Streaming Remote Throughput

In order to improve the performance of asynchronous message passing in Alia, I’m using gRPC bidirectional streaming to create the peer to peer connections. When the replica is initialized it creates a remote connection to each of its peers that lives in its own go routine; any other thread can send messages by passing them to that go routine through a channel, replies are then dispatched via another channel, directed to the thread via an actor dispatching model.

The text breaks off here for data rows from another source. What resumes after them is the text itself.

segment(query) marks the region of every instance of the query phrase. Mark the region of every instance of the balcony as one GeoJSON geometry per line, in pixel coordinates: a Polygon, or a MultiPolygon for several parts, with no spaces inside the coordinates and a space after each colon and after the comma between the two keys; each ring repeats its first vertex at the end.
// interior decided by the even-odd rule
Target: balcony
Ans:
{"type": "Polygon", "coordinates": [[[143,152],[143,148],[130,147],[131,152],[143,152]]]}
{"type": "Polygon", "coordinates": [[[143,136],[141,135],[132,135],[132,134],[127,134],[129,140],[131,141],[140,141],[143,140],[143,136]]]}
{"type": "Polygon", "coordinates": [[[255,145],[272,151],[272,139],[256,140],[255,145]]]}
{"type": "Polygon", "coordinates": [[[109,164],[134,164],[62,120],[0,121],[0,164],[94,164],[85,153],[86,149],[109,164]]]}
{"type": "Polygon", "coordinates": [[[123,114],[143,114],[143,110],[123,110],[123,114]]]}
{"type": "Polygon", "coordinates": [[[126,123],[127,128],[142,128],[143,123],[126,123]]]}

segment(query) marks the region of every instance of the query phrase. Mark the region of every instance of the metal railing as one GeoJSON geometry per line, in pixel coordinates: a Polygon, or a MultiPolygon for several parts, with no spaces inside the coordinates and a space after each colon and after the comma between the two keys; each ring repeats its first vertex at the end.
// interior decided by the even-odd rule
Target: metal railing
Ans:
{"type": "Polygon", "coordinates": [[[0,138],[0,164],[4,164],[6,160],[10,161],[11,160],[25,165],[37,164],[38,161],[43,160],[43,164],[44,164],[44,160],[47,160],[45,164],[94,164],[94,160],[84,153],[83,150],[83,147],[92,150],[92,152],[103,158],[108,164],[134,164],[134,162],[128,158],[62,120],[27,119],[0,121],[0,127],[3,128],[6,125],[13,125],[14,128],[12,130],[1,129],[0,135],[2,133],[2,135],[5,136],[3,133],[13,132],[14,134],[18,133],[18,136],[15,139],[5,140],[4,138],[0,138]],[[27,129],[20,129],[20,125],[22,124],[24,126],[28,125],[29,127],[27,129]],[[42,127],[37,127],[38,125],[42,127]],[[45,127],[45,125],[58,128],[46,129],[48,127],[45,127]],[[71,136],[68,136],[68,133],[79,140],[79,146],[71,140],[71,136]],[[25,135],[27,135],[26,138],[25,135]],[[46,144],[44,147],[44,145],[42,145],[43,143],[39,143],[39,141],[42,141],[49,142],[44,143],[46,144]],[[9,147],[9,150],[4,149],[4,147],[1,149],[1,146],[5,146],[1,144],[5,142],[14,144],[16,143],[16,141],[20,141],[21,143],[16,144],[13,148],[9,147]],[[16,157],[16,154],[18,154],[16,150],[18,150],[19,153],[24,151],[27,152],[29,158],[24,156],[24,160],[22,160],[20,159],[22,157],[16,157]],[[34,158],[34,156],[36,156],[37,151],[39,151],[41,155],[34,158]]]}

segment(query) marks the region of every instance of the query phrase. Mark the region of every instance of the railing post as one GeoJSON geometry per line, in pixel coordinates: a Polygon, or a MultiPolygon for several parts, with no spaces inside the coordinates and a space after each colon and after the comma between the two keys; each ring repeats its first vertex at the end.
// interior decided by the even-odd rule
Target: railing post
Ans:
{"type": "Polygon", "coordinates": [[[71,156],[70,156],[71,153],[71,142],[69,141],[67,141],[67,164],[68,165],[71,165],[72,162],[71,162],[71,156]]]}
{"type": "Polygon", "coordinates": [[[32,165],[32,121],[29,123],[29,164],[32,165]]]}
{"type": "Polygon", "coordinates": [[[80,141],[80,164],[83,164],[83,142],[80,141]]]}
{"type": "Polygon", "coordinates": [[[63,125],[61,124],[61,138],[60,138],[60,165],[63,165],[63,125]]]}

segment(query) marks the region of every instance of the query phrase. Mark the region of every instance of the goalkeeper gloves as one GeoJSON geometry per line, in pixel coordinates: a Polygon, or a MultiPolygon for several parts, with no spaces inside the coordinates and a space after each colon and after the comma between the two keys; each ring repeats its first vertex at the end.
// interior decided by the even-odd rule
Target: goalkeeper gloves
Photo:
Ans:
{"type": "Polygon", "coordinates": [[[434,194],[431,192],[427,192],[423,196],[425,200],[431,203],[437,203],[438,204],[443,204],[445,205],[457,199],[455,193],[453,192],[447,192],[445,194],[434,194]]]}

This post is about the performance of the remote sending go routine, particularly with respect to how many threads that routine is. Here is some basic stub code for the messenger go routine that listens for incoming messages on a buffered channel, and sends them to the remote via the stream:

func (r *Remote) messenger() {
    // Attempt to establish a connection to the remote peer
    var err error
    if err = r.connect(); err != nil {
        out.Warn(err.Error())
    }

    // Send all messages in the order they arrive on the channel
    for msg := range r.messages {
        // If we're not online try to re-establish the connection
        if !r.online {
            if err = r.connect(); err != nil {
                out.Warn(
                    "dropped %s message to %s (%s): could not connect",
                    msg.Type, r.Name, r.Endpoint()
                )

                // close the connection and go to the next message
                r.close()
                continue
            }
        }

        // Send the message on the remote stream
        if err = r.stream.Send(msg); err != nil {
            out.Warn(
                "dropped %s message to %s (%s): could not send: %s",
                msg.Type, r.Name, r.Endpoint(), err.Error()
            )

            // go offline if there was an error sending a message
            r.close()
            continue
        }

        // But now how do we receive the reply?
    }
}

The question is, how do we receive the reply from the remote?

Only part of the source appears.